Hope Network Rehabilitation Service, according to its most recent 990 available on guidetstar for the year ended September  30 2010. received $163,301 in donations, which seems substantial until you compare it to $19,001,926 in program service revenue.  Hope Network is a Christian organization that empowers people with disabilities or disadvantages to achieve their highest level of independence.  When the federal government looks at Hope Network it looks at what it is doing and whether there is any private inurement. If Hope has a valid exempt purpose and nobody is lining their pockets, it is good to go as a 501(c)(3).

So when the Hope opened an adult day care facility called Forest Glen in the city of Kentwood, it might seem that the facility’s exemption from property taxes would be a foregone conclusion. The facility had the capability to house up to six residents and provided them specialized care required to recover from spinal cord and similar injuries. Not so foregone as it turns out. When you go to play the exemption game with local assessors federal tax exempt status is just table stakes. You need more to have a winning hand. Perhaps it is that property tax exemptions hark back to earlier models of charitable organizations.

An older view of charitable institutions was that people of means would provide the institution with resources and that the institution would then provide services to those in need with no charge.  That model is less common nowadays.  I’ve worked with a lot of not-for profits both professionally and as a volunteer and my observation is that advocacy not for profits mainly subsist on donations but that service oriented not for profits often have a fee for service model.  The person receiving the service is not often the one paying.  Typically it is a governmental entity.  They don’t quite fit the classic model of charity.  That generally does not give such organizations any problem obtaining exempt status for federal income taxes, even the most cherished 501(c)(3) status.

Property tax exemptions are governed by state law and administered at a local level, so there is a lot of variation. One phenomenon is that fairly common is for assessors to be hesitant to hand out exemptions. Local property tax is a zero sum game. A local budget is divided by total valuation to arrive at a rate. If you remember your fourth grade math, you will recall that lowering the denominator (total valuation) increases the fraction (tax rate). If your property gets excluded everybody else picks up the slack.

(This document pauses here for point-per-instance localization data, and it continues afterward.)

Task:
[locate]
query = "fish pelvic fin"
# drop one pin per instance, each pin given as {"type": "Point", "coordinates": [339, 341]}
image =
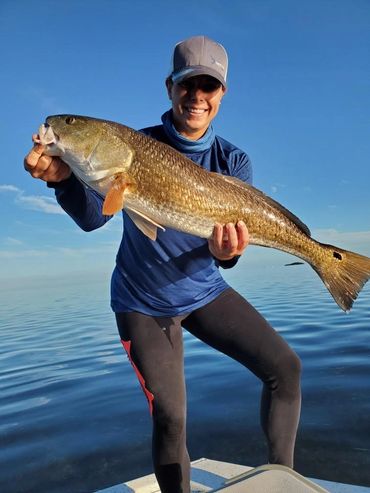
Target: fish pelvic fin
{"type": "Point", "coordinates": [345, 274]}
{"type": "Point", "coordinates": [146, 225]}
{"type": "Point", "coordinates": [114, 200]}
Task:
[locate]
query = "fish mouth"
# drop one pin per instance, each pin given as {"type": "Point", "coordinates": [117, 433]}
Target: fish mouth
{"type": "Point", "coordinates": [46, 135]}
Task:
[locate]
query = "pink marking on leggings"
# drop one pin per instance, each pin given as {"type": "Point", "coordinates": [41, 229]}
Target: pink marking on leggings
{"type": "Point", "coordinates": [149, 395]}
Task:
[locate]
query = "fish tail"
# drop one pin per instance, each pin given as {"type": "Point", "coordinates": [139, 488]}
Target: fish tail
{"type": "Point", "coordinates": [344, 273]}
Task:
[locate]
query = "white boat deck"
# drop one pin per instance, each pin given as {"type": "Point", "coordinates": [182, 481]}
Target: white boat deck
{"type": "Point", "coordinates": [209, 475]}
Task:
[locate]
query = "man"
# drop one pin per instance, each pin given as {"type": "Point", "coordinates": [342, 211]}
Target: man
{"type": "Point", "coordinates": [175, 281]}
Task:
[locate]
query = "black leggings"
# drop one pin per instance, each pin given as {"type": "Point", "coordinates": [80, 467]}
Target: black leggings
{"type": "Point", "coordinates": [231, 325]}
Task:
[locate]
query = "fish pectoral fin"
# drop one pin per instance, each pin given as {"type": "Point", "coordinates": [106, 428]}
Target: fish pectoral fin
{"type": "Point", "coordinates": [146, 225]}
{"type": "Point", "coordinates": [114, 200]}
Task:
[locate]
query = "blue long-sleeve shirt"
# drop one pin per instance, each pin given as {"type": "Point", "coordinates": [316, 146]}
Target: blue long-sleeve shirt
{"type": "Point", "coordinates": [176, 273]}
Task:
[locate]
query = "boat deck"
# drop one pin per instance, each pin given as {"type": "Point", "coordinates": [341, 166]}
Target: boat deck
{"type": "Point", "coordinates": [210, 475]}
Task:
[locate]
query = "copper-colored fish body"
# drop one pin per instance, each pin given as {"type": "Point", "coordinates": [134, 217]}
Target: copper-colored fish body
{"type": "Point", "coordinates": [159, 187]}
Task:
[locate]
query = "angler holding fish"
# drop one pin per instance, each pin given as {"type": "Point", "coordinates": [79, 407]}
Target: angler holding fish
{"type": "Point", "coordinates": [182, 222]}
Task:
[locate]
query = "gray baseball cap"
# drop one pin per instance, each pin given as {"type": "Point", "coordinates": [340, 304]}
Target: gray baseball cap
{"type": "Point", "coordinates": [199, 55]}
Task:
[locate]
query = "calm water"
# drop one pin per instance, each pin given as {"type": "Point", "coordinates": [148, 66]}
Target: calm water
{"type": "Point", "coordinates": [73, 418]}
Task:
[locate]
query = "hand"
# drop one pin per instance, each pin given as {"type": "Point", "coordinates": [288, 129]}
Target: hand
{"type": "Point", "coordinates": [47, 168]}
{"type": "Point", "coordinates": [229, 240]}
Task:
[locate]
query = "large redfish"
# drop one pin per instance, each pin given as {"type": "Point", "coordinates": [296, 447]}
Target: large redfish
{"type": "Point", "coordinates": [159, 187]}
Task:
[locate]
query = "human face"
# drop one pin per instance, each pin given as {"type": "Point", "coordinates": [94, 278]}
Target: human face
{"type": "Point", "coordinates": [195, 103]}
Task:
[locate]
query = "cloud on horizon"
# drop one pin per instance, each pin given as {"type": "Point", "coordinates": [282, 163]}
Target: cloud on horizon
{"type": "Point", "coordinates": [40, 203]}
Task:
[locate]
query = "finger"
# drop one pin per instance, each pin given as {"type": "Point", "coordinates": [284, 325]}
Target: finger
{"type": "Point", "coordinates": [218, 236]}
{"type": "Point", "coordinates": [243, 236]}
{"type": "Point", "coordinates": [232, 242]}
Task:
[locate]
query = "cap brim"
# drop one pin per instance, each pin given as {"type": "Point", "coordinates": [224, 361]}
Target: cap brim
{"type": "Point", "coordinates": [188, 72]}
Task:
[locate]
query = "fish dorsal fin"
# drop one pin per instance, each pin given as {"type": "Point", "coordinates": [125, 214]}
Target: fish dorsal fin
{"type": "Point", "coordinates": [270, 201]}
{"type": "Point", "coordinates": [146, 225]}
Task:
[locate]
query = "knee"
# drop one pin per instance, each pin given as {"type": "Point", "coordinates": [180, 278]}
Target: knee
{"type": "Point", "coordinates": [169, 422]}
{"type": "Point", "coordinates": [289, 369]}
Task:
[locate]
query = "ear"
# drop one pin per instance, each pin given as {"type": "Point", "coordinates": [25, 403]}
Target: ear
{"type": "Point", "coordinates": [169, 85]}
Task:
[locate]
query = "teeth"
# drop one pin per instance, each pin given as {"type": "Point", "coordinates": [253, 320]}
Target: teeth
{"type": "Point", "coordinates": [195, 111]}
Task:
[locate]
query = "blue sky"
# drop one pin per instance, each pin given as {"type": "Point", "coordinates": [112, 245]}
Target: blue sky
{"type": "Point", "coordinates": [298, 103]}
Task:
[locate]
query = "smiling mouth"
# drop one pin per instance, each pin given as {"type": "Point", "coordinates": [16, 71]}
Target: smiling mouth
{"type": "Point", "coordinates": [195, 111]}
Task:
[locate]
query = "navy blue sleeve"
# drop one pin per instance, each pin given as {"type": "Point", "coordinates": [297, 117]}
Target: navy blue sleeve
{"type": "Point", "coordinates": [80, 202]}
{"type": "Point", "coordinates": [241, 166]}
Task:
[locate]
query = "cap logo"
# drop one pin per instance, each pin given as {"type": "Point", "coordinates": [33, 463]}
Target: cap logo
{"type": "Point", "coordinates": [215, 62]}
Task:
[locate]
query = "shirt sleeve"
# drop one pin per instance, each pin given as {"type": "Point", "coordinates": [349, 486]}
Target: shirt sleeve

At any rate when the Kentwood, Michigan assessors looked at the Hope Network facility, they did not see anything charitable going.  That’s because everything that was going on there was being paid for by insurance companies.  Hope Network had a scholarship fund, but that was never used.  They also wrote off receivables for amounts not covered by the insurance companies.  That was viewed as a business practice rather than charity. If writing off receivables was charitable, I would probably be a major philanthropist, much to the chagrin of a series of managing partners who were afflicted with me.

Hope Network tried to argue that the Tax Tribunal, whose decision affirming the assessors was being appealed, was not looking at the big picture:

Petitioner argues that the Tribunal misapplied the statute by focusing on the activity at Forest Glen. It argues that petitioner, even by the admission of the respondent city, is organized primarily for charitable purposes and that so long as Forest Glen is operated as a residential care facility it is entitled to an exemption from taxation.

The Court was not buying it.

…… the statute demands, that it be proven that the property for which an exemption is sought be used solely for the charitable purpose.  …

Here, petitioner provided no proofs of ever admitting a patient to Forest Glen without expectation of payment, or for caring for a Medicare or Medicaid patient at the facility. Petitioner asserted the existence of a scholarship fund which was unfunded and never used at Forest Glen. The Tribunal did not err in finding in this instance that the $75,000 write-off was a business practice and not a charity.